Add into this Scotland’s innovative and diverse aquaculture community supporting a market that contributes some £1.8 billion every year to the Scottish economy, and it is easy to see how the vision to become the world leaders in animal science is an attainable one.

There is undoubtedly a real buzz about the sector right now with a constant drip-feed of positive research announcements and additional funding amid high growth potential. So it’s an exciting time for Marks & Clerk and its thriving domestic and international life science practice.

We see ourselves as playing a key role in Scotland’s life sciences community, drawing on the experience and technical expertise of our patent and trade mark attorneys to offer invaluable advice, from preparing and filing patent applications, to freedom to operate analyses and opposition activity at the European Patent Office (EPO), through to commercial and strategic advice.

As we begin 2019 we expect the digital revolution to tighten its grip on life science technology.

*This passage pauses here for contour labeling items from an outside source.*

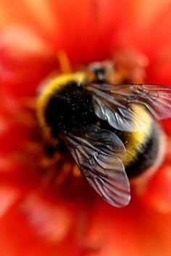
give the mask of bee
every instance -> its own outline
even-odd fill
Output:
[[[130,178],[154,165],[159,129],[171,116],[171,88],[156,84],[114,84],[112,63],[47,81],[37,99],[43,129],[62,140],[90,186],[115,207],[130,200]]]

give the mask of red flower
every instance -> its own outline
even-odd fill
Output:
[[[1,255],[170,255],[170,120],[162,165],[117,209],[67,155],[46,158],[33,107],[62,50],[73,70],[109,58],[117,81],[170,86],[170,14],[167,0],[0,1]]]

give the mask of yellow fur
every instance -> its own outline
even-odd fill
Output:
[[[141,131],[125,133],[128,142],[125,145],[127,149],[127,154],[123,159],[125,166],[128,166],[135,159],[151,132],[151,117],[145,109],[143,107],[136,106],[134,107],[133,110],[142,117],[143,126]]]

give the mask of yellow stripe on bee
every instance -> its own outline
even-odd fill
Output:
[[[59,77],[52,78],[45,84],[37,99],[37,116],[42,128],[46,128],[47,126],[45,120],[45,111],[51,97],[53,96],[53,95],[60,88],[65,86],[71,81],[83,83],[86,80],[86,75],[85,73],[76,73],[61,75]]]
[[[146,143],[151,133],[151,119],[145,108],[140,106],[135,106],[133,110],[142,118],[144,125],[141,131],[130,132],[127,134],[128,141],[125,145],[127,154],[122,160],[125,166],[128,166],[130,162],[133,161],[137,153],[141,150],[142,145]]]

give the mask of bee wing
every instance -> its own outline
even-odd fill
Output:
[[[138,115],[141,106],[146,110],[151,120],[171,117],[171,88],[169,87],[152,84],[91,83],[87,88],[93,93],[96,115],[118,130],[135,131],[144,127],[146,120]]]
[[[113,133],[91,127],[80,136],[68,134],[67,146],[88,183],[115,207],[130,201],[130,184],[120,157],[125,146]]]

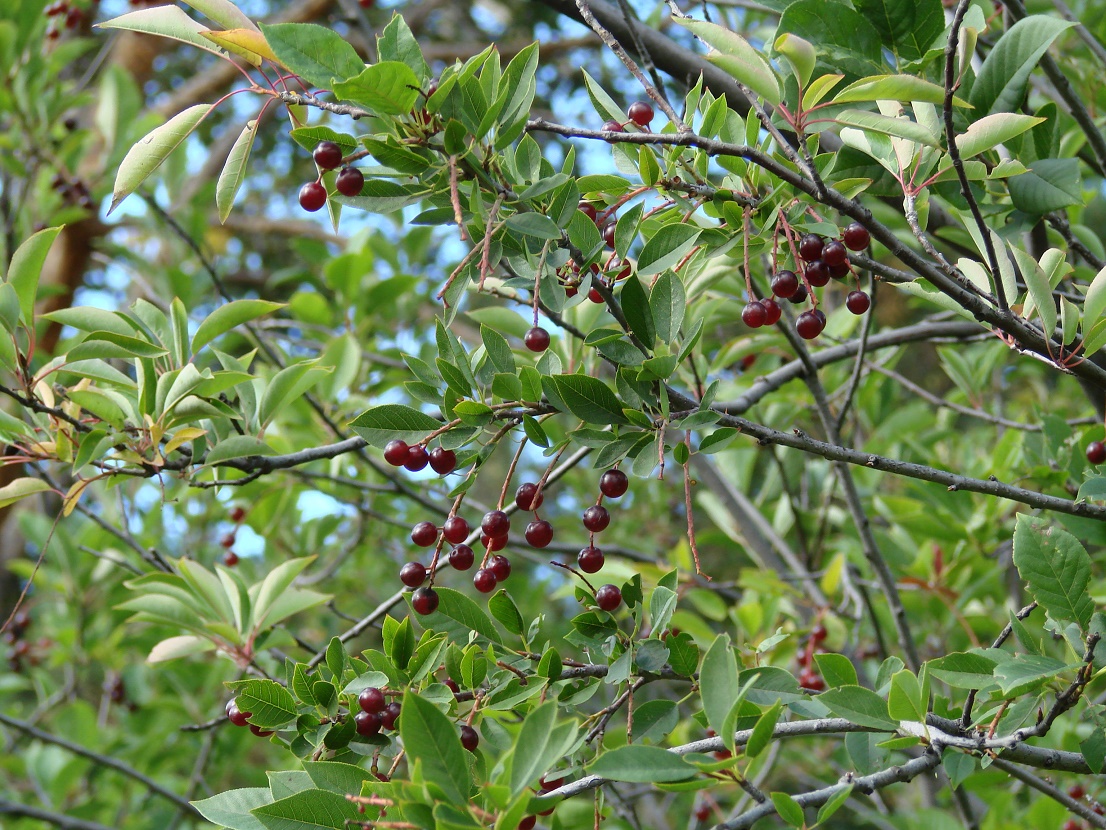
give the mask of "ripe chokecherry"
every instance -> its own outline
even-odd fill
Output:
[[[532,481],[519,485],[519,489],[514,491],[514,504],[520,510],[536,510],[543,501],[545,501],[545,494],[539,492],[538,485]]]
[[[320,142],[311,154],[320,169],[333,170],[342,166],[342,148],[334,142]]]
[[[845,308],[854,314],[863,314],[872,308],[872,300],[863,291],[849,291],[845,298]]]
[[[779,323],[780,317],[783,314],[780,303],[772,299],[761,300],[760,302],[764,307],[764,325],[775,325]]]
[[[426,616],[438,610],[438,592],[432,588],[417,588],[411,594],[411,608],[415,612]]]
[[[365,174],[356,167],[345,167],[334,179],[334,187],[343,196],[361,196],[362,188],[365,187]]]
[[[376,686],[369,686],[362,689],[361,694],[357,695],[357,705],[361,706],[362,712],[379,715],[384,712],[387,701],[384,697],[384,692]]]
[[[309,181],[300,188],[300,207],[309,212],[320,210],[326,204],[326,188],[320,181]]]
[[[449,564],[459,571],[467,571],[476,560],[476,553],[468,544],[458,544],[449,551]]]
[[[843,266],[848,261],[848,250],[834,239],[822,249],[822,261],[827,266]]]
[[[645,101],[635,101],[629,105],[626,114],[639,127],[647,127],[649,126],[649,122],[653,121],[653,106]]]
[[[553,541],[553,526],[544,519],[539,519],[526,525],[526,541],[531,547],[544,548]]]
[[[584,527],[593,533],[599,533],[611,523],[611,512],[603,505],[592,505],[584,510]]]
[[[432,521],[420,521],[411,528],[411,541],[420,548],[429,548],[438,541],[438,528]]]
[[[603,569],[603,551],[594,544],[588,544],[576,556],[576,564],[584,573],[596,573]]]
[[[407,460],[404,461],[404,467],[409,469],[411,473],[418,473],[420,469],[425,469],[426,465],[430,463],[430,454],[426,452],[426,447],[421,444],[416,444],[414,447],[408,447],[407,449]]]
[[[859,222],[853,222],[847,226],[842,231],[841,238],[845,242],[845,247],[851,251],[863,251],[868,247],[868,242],[872,241],[872,235],[868,234],[868,229]]]
[[[472,587],[480,593],[491,593],[495,590],[495,573],[490,568],[481,568],[472,574]]]
[[[477,747],[480,746],[480,735],[468,724],[461,727],[461,746],[468,749],[470,753],[474,753]]]
[[[595,604],[604,611],[614,611],[622,605],[622,591],[617,585],[606,584],[595,592]]]
[[[385,729],[395,729],[396,720],[399,719],[399,714],[403,712],[403,706],[398,701],[393,701],[387,706],[384,707],[384,712],[380,713],[380,726]]]
[[[1106,461],[1106,444],[1100,440],[1093,440],[1087,444],[1087,460],[1092,464]]]
[[[526,332],[526,336],[523,338],[522,342],[526,344],[526,349],[531,352],[544,352],[550,347],[550,333],[540,325],[535,325]]]
[[[629,478],[620,469],[608,469],[599,477],[599,492],[608,499],[616,499],[629,489]]]
[[[383,720],[384,718],[376,712],[358,712],[353,716],[357,734],[366,738],[379,734]]]
[[[407,442],[389,440],[387,446],[384,447],[384,460],[390,464],[393,467],[403,467],[407,463],[407,453],[410,447],[407,446]]]
[[[813,311],[804,311],[795,321],[795,331],[803,340],[814,340],[822,333],[823,323]]]
[[[799,240],[799,256],[806,262],[813,262],[822,256],[825,240],[817,234],[804,234]]]
[[[457,453],[452,449],[435,447],[430,450],[430,469],[439,476],[447,476],[457,467]]]
[[[786,300],[799,290],[799,277],[794,271],[776,271],[772,277],[772,293]]]
[[[511,517],[502,510],[489,510],[480,521],[480,529],[490,539],[501,539],[511,532]]]
[[[399,581],[408,588],[418,588],[426,582],[426,566],[421,562],[408,562],[399,569]]]
[[[765,320],[768,320],[768,312],[757,300],[748,303],[745,308],[741,310],[741,322],[750,329],[760,329],[764,325]]]
[[[830,267],[821,259],[808,262],[806,269],[803,271],[803,276],[814,288],[822,288],[830,284]]]
[[[469,532],[469,522],[460,516],[450,516],[446,519],[446,523],[441,526],[441,533],[446,537],[446,541],[453,544],[460,544],[468,539]]]
[[[230,720],[234,726],[247,726],[246,718],[250,717],[253,713],[242,712],[238,708],[238,701],[227,701],[227,719]]]
[[[497,553],[488,562],[488,570],[495,574],[495,583],[505,582],[511,575],[511,560],[501,553]]]

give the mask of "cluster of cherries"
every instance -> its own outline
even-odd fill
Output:
[[[12,672],[23,671],[23,661],[32,666],[39,664],[42,654],[45,653],[53,643],[45,637],[32,643],[27,639],[27,630],[31,625],[31,615],[25,611],[18,612],[12,619],[8,630],[3,633],[3,642],[8,649],[8,667]]]
[[[236,507],[233,510],[230,511],[230,520],[236,525],[241,525],[242,519],[244,518],[246,518],[246,508],[242,507],[241,505],[239,505],[238,507]],[[231,530],[222,539],[219,540],[219,544],[221,544],[227,550],[226,556],[223,556],[222,558],[222,563],[228,568],[233,568],[236,564],[238,564],[238,554],[231,550],[231,548],[234,547],[234,538],[236,538],[236,531]]]
[[[826,682],[814,668],[814,652],[821,651],[822,643],[825,642],[828,632],[822,623],[816,623],[811,629],[811,636],[806,641],[806,649],[799,654],[799,685],[807,692],[822,692],[826,687]]]
[[[428,464],[435,471],[447,475],[457,465],[452,450],[437,447],[427,453],[421,444],[408,445],[395,439],[384,448],[384,459],[394,467],[409,470],[424,469]],[[595,573],[603,568],[603,551],[595,547],[595,533],[603,532],[611,525],[611,511],[603,506],[605,498],[620,498],[629,489],[629,479],[619,469],[609,469],[599,477],[599,498],[584,510],[581,520],[591,533],[588,544],[580,551],[576,563],[584,573]],[[533,512],[534,518],[526,525],[523,536],[532,548],[544,548],[553,541],[553,526],[538,515],[545,500],[541,486],[526,481],[514,492],[514,504],[519,510]],[[420,521],[411,528],[411,541],[419,548],[440,547],[441,540],[449,542],[447,556],[449,564],[458,571],[467,571],[476,564],[476,552],[467,544],[472,532],[462,516],[450,516],[438,527],[432,521]],[[480,521],[480,544],[487,556],[472,575],[472,585],[480,593],[491,593],[511,575],[511,560],[498,551],[503,550],[510,538],[511,517],[503,510],[489,510]],[[435,554],[437,560],[437,553]],[[435,564],[427,568],[421,562],[407,562],[399,569],[399,581],[415,589],[411,606],[419,614],[432,614],[438,609],[438,593],[422,583],[432,575]],[[617,585],[606,584],[595,592],[595,603],[604,611],[614,611],[622,604],[622,591]]]
[[[342,167],[342,148],[334,142],[320,142],[315,145],[311,157],[319,167],[319,178],[309,181],[300,188],[300,207],[314,212],[326,204],[326,185],[323,184],[323,173]],[[334,188],[343,196],[361,196],[365,186],[365,175],[356,167],[346,165],[334,180]]]
[[[776,271],[772,276],[772,297],[749,302],[741,311],[742,322],[750,329],[774,325],[781,314],[774,298],[797,305],[806,301],[812,289],[828,284],[831,279],[845,279],[851,273],[848,251],[863,251],[870,241],[867,228],[858,222],[846,227],[841,239],[826,241],[817,234],[804,235],[799,240],[799,259],[805,263],[802,277],[790,270]],[[872,308],[872,300],[856,289],[845,298],[845,308],[854,314],[863,314]],[[795,320],[795,331],[804,340],[814,340],[825,326],[826,315],[817,308],[804,311]]]
[[[65,29],[76,29],[84,20],[84,11],[66,0],[55,0],[42,10],[43,14],[50,18],[50,28],[46,29],[49,40],[58,40]]]
[[[1068,798],[1073,798],[1076,801],[1082,801],[1087,798],[1087,791],[1083,789],[1082,785],[1075,784],[1067,789]],[[1106,807],[1103,807],[1098,801],[1094,799],[1087,799],[1091,802],[1091,809],[1097,816],[1106,816]],[[1087,824],[1076,819],[1068,819],[1064,822],[1063,830],[1087,830]]]

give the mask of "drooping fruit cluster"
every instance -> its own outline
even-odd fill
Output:
[[[772,297],[747,303],[741,311],[742,322],[750,329],[772,325],[779,322],[781,315],[776,299],[789,300],[795,305],[811,299],[812,308],[795,320],[795,331],[804,340],[813,340],[826,325],[826,317],[817,308],[813,289],[827,286],[831,279],[846,279],[852,273],[848,251],[864,250],[870,241],[868,230],[858,222],[847,226],[839,240],[827,241],[817,234],[803,235],[794,250],[796,267],[800,260],[803,262],[802,272],[778,270],[772,276]],[[872,308],[872,299],[857,287],[845,299],[845,308],[854,314],[864,314]]]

It’s in such areas that forward-thinking Scotland can excel, particularly in the likes of medical imaging and point-of-care diagnostics.

Specialists like ourselves can play a significant role in these areas. Marks & Clerk offers advice on how to robustly protect innovation, while delivering valuable prosecution and strategy services at what can be a hugely important time in a company’s development.

We believe, fundamentally, that a well thought out IP strategy should be at the heart of every business. Our patent and trade mark attorneys know the market and economic environment that their clients work in and they take time to understand their commercial goals and needs.

For budding life sciences entrepreneurs, Marks & Clerk’s attorneys can provide everything from basic advice on whether a new idea can be patented and the many different ways you can leverage your IP rights, to simple good practice – like ensuring that you file your patent application before you disclose – and reviewing competitor activity to help you plan your strategy.

Doubling Scotland’s life sciences revenue in just a few years’ time is no mean feat, but using IP to support Scotland’s innovative attitude will be central to achieving it.